Continuiamo a lavorare – ha concluso Moretti – e diciamo a chi di dovere che qui, a Petruro, esiste un’eccellenza di cui non si può fare a meno. Noi lanciamo l’idea, poi dobbiamo avere la rete istituzionale di supporto. I giochi sono aperti, siamo sulla strada giusta, dobbiamo continuare a camminare così”.
In chiusura dell’incontro, gli interventi di genitori dei beneficiari di Nidi di Comunità che, lodando il lavoro svolto dagli educatori, hanno posto l’accento su altre e nuove tematiche che pure saranno oggetto di confronto. C’è chi ha parlato della “differenza tra le generazioni divenuta ormai enorme”, dei “‘bambini anziani’, più numerosi di quelli che giocano”. Una mamma ha ringraziato il Nido di Petruro per aver ‘fornito’ ai suoi figli amichetti anche nella cittadina irpina. “Chi come me ha scelto di allevare i propri figli qui a Petruro, è costretto a portare i bimbi a scuola fuori: a livello affettivo, allora, i bambini stabiliscono relazioni a Benevento e si ritrovano soli quando sono a casa. Nidi, invece, ha dato la possibilità ai miei figli di sentirsi qui ancora più a casa. Di tessere nuove relazioni che vanno ad aggiungersi a quelle create in città”. “Ho sempre sostenuto che Nidi di comunità è un progetto che ha un compito difficilissimo e, soprattutto, formativo. La principale sfida – ha osservato invece un papà – credo stia nella diversità tra i bambini. C’è il bimbo vivace, quello nervoso, quello più calmo e il più timido. Bisogna che si raggiunga un equilibrio in cui far emergere le diversità e le peculiarità di ognuno di loro. E Petruro si è saputa muovere con loro. Ci sarebbe bisogno dei bambini per far includere anche i grandi nella comunità. C’è bisogno – ha aggiunto – che la sinergia famiglia-nido sia sempre presente”. Infine l’accenno ad un tema, quello del rapporto tra i bambini e gli anziani, che la stessa Capozzi ha anticipato “sarà oggetto delle nostre attività future”.

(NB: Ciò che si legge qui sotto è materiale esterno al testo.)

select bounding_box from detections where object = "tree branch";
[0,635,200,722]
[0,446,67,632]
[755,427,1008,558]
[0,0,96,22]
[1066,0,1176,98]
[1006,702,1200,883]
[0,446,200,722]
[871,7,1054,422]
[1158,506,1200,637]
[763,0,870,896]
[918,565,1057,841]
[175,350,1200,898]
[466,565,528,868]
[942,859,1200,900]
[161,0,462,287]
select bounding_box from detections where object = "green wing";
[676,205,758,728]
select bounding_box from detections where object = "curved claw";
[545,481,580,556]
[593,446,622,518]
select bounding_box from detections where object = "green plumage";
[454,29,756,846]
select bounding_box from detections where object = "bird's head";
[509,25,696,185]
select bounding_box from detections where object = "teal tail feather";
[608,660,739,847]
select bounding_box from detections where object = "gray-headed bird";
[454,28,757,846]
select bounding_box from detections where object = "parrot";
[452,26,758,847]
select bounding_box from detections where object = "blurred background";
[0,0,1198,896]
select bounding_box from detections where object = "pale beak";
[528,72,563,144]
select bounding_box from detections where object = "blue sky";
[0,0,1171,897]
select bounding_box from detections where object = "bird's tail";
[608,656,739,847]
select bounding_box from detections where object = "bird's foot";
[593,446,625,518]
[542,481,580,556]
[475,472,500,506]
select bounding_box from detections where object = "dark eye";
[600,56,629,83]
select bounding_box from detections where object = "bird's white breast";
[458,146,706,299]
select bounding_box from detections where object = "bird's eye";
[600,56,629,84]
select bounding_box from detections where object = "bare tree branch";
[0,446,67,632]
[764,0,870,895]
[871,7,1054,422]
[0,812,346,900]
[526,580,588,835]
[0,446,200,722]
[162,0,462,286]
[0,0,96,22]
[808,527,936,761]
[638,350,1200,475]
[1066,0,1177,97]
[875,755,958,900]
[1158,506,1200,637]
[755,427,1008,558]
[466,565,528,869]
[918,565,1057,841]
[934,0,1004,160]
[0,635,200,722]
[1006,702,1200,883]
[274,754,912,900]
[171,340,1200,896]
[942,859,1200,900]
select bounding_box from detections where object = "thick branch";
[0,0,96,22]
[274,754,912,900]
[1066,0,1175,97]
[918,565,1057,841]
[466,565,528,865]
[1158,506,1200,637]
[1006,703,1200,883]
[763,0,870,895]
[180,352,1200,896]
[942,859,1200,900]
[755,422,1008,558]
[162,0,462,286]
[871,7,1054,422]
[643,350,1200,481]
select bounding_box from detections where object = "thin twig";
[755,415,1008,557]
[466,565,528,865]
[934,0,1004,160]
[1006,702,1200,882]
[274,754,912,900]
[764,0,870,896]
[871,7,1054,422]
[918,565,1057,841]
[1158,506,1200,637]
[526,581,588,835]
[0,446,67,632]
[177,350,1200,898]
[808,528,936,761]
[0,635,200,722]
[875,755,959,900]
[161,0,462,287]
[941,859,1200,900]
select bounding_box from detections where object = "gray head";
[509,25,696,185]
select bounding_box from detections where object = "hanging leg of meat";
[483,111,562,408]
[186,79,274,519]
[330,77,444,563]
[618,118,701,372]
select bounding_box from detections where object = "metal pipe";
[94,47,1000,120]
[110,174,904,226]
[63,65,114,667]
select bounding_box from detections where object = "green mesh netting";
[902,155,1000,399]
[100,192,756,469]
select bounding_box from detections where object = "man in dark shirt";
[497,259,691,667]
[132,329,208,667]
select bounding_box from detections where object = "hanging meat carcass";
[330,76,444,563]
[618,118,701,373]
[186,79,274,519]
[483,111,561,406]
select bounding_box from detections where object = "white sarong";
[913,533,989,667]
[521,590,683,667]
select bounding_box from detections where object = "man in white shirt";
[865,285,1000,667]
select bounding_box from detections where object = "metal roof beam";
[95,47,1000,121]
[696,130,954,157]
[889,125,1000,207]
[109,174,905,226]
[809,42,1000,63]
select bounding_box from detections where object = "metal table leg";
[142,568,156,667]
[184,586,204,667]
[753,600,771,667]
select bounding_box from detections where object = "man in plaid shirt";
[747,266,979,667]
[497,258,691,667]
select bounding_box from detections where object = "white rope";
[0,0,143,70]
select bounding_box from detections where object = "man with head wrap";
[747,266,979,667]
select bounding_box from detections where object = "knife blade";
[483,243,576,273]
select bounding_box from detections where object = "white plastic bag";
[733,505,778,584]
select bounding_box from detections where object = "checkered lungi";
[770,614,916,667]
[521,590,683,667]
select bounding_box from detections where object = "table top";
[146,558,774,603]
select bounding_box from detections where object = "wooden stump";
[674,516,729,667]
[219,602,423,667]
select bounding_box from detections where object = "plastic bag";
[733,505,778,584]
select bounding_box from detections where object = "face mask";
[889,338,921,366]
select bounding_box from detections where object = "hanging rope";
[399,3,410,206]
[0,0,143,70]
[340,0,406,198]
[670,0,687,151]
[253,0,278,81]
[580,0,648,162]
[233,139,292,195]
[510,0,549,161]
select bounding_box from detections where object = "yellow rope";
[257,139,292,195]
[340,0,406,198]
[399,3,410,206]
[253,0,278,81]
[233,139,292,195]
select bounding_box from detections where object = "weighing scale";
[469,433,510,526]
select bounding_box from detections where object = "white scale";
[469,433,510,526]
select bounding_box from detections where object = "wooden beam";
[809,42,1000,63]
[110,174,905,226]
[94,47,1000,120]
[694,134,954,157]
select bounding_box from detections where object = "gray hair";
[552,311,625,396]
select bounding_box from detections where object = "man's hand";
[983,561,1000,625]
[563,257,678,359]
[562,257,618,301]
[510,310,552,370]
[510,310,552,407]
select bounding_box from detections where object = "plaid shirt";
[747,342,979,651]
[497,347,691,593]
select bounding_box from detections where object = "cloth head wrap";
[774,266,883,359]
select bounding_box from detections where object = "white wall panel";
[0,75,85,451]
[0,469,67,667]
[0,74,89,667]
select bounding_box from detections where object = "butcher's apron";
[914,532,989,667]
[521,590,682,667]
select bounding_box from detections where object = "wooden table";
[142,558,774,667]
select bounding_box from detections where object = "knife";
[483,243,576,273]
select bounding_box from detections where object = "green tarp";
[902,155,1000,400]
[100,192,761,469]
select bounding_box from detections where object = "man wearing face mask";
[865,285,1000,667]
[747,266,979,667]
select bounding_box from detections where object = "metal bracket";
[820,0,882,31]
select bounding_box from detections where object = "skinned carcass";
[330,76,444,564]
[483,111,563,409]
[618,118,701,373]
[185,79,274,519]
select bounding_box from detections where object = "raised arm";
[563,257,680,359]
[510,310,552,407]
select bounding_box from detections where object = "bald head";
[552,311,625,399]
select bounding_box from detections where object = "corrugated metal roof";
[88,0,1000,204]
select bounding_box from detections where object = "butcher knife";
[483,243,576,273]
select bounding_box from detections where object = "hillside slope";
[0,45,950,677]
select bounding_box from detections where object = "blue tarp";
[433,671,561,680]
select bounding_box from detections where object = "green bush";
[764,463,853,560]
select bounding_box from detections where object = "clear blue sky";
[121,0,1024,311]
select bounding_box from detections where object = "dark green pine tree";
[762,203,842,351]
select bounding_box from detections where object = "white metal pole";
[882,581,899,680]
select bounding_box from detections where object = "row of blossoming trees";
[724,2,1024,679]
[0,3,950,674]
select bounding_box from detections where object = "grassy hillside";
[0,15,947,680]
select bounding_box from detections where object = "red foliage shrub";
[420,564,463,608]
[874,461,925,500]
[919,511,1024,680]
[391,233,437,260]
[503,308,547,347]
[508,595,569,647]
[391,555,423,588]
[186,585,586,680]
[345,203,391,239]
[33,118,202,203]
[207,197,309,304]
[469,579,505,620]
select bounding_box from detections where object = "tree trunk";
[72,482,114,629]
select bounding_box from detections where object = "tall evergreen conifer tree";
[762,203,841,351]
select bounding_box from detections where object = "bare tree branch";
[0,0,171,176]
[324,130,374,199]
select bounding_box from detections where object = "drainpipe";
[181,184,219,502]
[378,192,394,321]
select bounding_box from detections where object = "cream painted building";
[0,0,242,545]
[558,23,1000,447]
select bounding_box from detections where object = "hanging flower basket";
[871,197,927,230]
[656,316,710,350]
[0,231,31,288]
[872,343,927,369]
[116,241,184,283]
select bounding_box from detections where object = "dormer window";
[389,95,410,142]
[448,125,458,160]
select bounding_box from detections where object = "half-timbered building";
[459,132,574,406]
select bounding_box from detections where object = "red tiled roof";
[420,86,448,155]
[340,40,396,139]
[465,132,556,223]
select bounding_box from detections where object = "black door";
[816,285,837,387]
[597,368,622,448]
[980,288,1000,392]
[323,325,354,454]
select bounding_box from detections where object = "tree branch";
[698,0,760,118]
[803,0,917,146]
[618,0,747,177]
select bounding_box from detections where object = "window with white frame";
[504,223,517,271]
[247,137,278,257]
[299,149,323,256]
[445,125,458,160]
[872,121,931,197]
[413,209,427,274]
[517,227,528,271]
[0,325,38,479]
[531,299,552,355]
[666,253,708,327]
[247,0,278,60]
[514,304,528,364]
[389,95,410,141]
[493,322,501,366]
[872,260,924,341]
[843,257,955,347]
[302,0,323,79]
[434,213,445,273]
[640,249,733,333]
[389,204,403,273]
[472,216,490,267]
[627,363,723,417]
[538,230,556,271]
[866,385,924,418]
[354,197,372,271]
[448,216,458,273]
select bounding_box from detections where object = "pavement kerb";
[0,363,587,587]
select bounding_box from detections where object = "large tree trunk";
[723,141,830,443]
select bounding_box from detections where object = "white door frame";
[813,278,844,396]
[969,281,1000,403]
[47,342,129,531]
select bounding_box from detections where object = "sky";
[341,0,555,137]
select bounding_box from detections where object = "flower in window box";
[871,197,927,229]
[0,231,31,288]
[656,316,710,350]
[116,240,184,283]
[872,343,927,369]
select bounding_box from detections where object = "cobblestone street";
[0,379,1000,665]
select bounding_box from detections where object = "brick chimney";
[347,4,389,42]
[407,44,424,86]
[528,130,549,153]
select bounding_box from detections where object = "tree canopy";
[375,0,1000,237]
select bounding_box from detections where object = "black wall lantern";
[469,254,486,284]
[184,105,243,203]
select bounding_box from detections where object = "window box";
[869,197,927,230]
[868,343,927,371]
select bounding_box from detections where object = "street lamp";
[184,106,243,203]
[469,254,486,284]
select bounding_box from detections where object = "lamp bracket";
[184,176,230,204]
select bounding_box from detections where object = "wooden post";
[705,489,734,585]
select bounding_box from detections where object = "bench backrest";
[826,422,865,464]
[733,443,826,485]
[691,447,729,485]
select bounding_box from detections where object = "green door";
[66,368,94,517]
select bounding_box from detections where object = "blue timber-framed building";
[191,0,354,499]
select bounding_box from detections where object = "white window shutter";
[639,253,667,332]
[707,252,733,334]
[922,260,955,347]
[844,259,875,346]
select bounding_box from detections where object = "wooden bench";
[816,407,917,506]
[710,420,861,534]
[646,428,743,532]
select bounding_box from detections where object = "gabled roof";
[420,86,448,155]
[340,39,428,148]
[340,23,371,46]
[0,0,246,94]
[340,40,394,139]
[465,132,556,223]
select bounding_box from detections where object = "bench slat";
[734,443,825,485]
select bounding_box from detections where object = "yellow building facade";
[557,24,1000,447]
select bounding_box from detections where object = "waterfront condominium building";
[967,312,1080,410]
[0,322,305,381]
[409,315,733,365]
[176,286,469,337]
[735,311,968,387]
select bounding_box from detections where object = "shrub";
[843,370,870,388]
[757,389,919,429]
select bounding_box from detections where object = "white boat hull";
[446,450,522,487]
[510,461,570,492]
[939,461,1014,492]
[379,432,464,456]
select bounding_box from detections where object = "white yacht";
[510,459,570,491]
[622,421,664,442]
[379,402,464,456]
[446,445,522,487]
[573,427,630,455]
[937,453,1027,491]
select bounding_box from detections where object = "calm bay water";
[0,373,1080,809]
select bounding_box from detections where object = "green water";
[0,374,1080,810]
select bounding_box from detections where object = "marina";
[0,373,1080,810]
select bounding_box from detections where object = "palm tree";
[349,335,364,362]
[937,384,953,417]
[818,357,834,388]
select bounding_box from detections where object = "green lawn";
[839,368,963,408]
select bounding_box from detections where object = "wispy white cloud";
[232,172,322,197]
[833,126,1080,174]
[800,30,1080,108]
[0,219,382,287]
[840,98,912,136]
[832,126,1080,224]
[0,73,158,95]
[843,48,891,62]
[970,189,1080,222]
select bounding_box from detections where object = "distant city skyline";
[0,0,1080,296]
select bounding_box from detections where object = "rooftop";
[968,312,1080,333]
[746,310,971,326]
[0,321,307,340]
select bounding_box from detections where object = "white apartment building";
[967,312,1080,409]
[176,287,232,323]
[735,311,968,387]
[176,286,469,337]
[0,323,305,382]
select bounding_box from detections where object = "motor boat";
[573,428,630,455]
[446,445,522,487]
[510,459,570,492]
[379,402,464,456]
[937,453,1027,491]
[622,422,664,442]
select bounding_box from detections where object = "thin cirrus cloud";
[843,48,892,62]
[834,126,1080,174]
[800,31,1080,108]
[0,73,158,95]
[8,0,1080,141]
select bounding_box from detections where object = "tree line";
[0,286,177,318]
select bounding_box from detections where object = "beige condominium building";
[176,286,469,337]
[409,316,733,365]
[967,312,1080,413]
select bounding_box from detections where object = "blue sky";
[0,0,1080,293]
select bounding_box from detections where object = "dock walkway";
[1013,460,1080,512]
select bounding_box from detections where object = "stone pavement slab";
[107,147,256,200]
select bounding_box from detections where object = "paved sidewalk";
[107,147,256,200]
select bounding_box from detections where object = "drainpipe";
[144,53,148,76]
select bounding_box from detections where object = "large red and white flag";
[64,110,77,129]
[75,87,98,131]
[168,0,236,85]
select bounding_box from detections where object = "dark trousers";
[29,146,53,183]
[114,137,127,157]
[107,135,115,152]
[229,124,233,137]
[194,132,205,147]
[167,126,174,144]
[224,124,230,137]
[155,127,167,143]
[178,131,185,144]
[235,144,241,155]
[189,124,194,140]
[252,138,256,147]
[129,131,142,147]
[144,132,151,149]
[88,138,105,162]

“Nel sud della Francia – ha detto in merito Casani – le persone di una certa età vanno negli asili per aiutare a far mangiare i bambini, per farli giocare, raccontare storie, un po’ come avveniva quando noi eravamo piccoli. L’esperienza di questo paese della Costa Azzurra ha fatto sì che si sia strutturato un programma in cui gli anziani si sono messi a disposizione del personale dei nidi per l’educazione. Loro hanno dato tanto ai bambini e viceversa. Quindi – ha esortato la psicologa – facciamolo questo esperimento”.